Train default model in sessions of 10,000 episodes

python3 --train --episodes=10000

Train model quack and evaluate after each training session

python3 --train --eval-after-train --model=quack

Evaluate model named quack using default evaluation method (currently random)

python3 --eval --model-name=quack

Evaluate default model using evaluation methods random and foovaluation

python3 --eval --eval-methods random foovaluation

Model storage format

Models are stored in the directory models. If no model is specfied with the --model option, the model is stored in the models/default directory. Otherwise, the model is stored in models/$MODEL.

Files

Along with the Tensorflow checkpoint files in the directory, the following files are stored:

Log format

The evaluation and training log files (logs/eval.log and logs/train.log respectively) are CSV-foramtted files with structure as described below. Both files have semicolon-separated columns (;) and newline-separated rows (\n).

Evaluation log (eval.log)

Columns are written in the following order:

  • time: Unix time (Epoch time) timestamp in local time (TODO: should be UTC instead?) describing when the evaluation was finished.
  • method: Short string describing the method used for evaluation.
  • trained_eps: Amount of episodes trained with the model before evaluation
  • count: Amount of episodes used for evaluation
  • sum: Sum of outcomes of the games played during evaluation.

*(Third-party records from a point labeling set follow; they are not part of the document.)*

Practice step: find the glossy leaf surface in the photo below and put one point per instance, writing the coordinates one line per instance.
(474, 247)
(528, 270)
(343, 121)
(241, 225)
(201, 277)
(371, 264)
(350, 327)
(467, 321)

Outcomes are integers in the range of -2 to 2. A sum of 0 indicates that the evaluated algorithm scored neutrally. (TODO: Is this true?)
  • mean: Mean of outcomes of the games played during evaluation. Outcomes are integers in the range of -2 to 2. A mean of 0 indicates that the evaluated algorithm scored neutrally. (TODO: Is this true?)

TODO: Add example of log row

Training log (train.log)

Columns are written in the following order:

  • time: Unix time (Epoch time) timestamp in local time (TODO: should be UTC instead?) describing when the training session was finished.
  • trained_eps: Amount of episodes trained with the model after the training session
  • count: Amount of episodes used for training
  • sum: Sum of outcomes of the games played during training. Outcomes are integers in the range of -2 to 2. A sum of 0 indicates that the evaluated algorithm scored neutrally. (TODO: Is this true?)
  • mean: Mean of outcomes of the games played during training. Outcomes are integers in the range of -2 to 2. A mean of 0 indicates that the evaluated algorithm scored neutrally. (TODO: Is this true?)